Вчерашнее заявление совета НАТО, от 16 декабря, яркое тому свидетельство. 90% текста – это повторение их ультиматумов в адрес России. Мы сами ультиматумов не выдвигаем и никому не позволим разговаривать таким языком с собой. А дальше написано, что то, что требует Россия, чего она именно требует, – это не протянутая рука, это наше жесткое требование, – все это не имеет, дескать, отношения к деятельности НАТО. НАТО сама будет решать, кого принимать, кого не принимать. И отношения Украины с НАТО касаются только самой этой страны и 30 государств-членов альянса.
Нет, они в гораздо большей степени касаются России. Заявляю об этом прямо. Время дипломатической фразеологии прошло. Приходится людям объяснять «на пальцах», что к чему. Вот нас, прежде всего, касается, Российской Федерации, вопрос о том, что будет происходить с перспективой вхождения Украины в НАТО.

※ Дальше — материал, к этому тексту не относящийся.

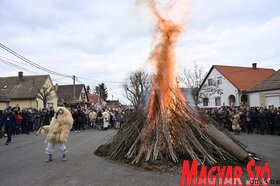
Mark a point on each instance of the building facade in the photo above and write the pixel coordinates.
(229, 85)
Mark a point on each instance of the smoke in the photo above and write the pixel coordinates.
(162, 57)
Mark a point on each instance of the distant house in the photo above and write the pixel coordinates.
(229, 85)
(113, 104)
(23, 91)
(96, 101)
(267, 92)
(4, 101)
(66, 95)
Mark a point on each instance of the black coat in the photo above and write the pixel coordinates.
(9, 119)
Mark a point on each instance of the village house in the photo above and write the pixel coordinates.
(24, 91)
(229, 85)
(68, 97)
(113, 104)
(267, 92)
(4, 101)
(96, 101)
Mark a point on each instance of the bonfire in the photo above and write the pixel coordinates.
(166, 128)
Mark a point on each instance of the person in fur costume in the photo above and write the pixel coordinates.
(57, 132)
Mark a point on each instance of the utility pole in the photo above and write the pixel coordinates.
(74, 87)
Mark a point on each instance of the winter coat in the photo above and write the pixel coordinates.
(60, 126)
(9, 120)
(92, 116)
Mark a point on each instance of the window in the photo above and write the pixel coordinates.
(217, 101)
(205, 101)
(210, 82)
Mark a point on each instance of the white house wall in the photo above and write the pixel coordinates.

Вопрос: Мы какие-то дедлайны, сроки устанавливаем для ответа? И есть ли у нас план «Б», скажем так, на случай отказа?
Ответ: Никаких дедлайнов мы не устанавливаем. Мы им предлагаем провести переговоры без каких-либо задержек и затяжек. Я был готов вместо нашей с вами встречи сегодня быть в Женеве для переговоров с госпожой К.Донфрид, помощником Госсекретаря США, или с той группой, которую определят в Вашингтоне для этих целей. Американцам сказано, что нашу межведомственную делегацию на этих переговорах поручено возглавлять курирующему замминистра, они это знают. Мы ждем от них ответа. Мы можем выезжать в любое место по их выбору, в любой момент. Вот буквально с завтрашнего дня. Время, необходимое для сборов, оно минимально. У нас все в готовности. Позиция есть, она отрабатывалась определенное время, поэтому здесь нет никаких ни технических, ни политических, ни организационных препятствий для скорейшего запуска таких переговоров.
А что касается плана «Б», то мы рассчитываем все же, что серьезный подход с той стороны будет проявлен. Мы понимаем, что нужно время для того, чтобы это все прочитать, осмыслить, обсудить в своем кругу. Я так понимаю, 16 декабря проходили определенные дискуссии на эту тему и по линии НАТО, и в Евросоюзе. Это все понятно. Но по большому счету подтверждения о готовности срочно встречаться и вести на базе наших документов соответствующих, на основе наших документов в тех рамках, которые мы задали, определенный переговорный процесс – это стало бы неплохим ответом. И совсем необязательно — мы это знаем по опыту множества переговоров – дело пойдет так, что мы с ходу, за несколько дней о чем-то договоримся. Нет, это вопросы серьезные. Но процесс нужно начинать срочно, потому что ситуация во всей ее сложности и совокупности проблемных аспектов такова, что она не терпит отлагательств.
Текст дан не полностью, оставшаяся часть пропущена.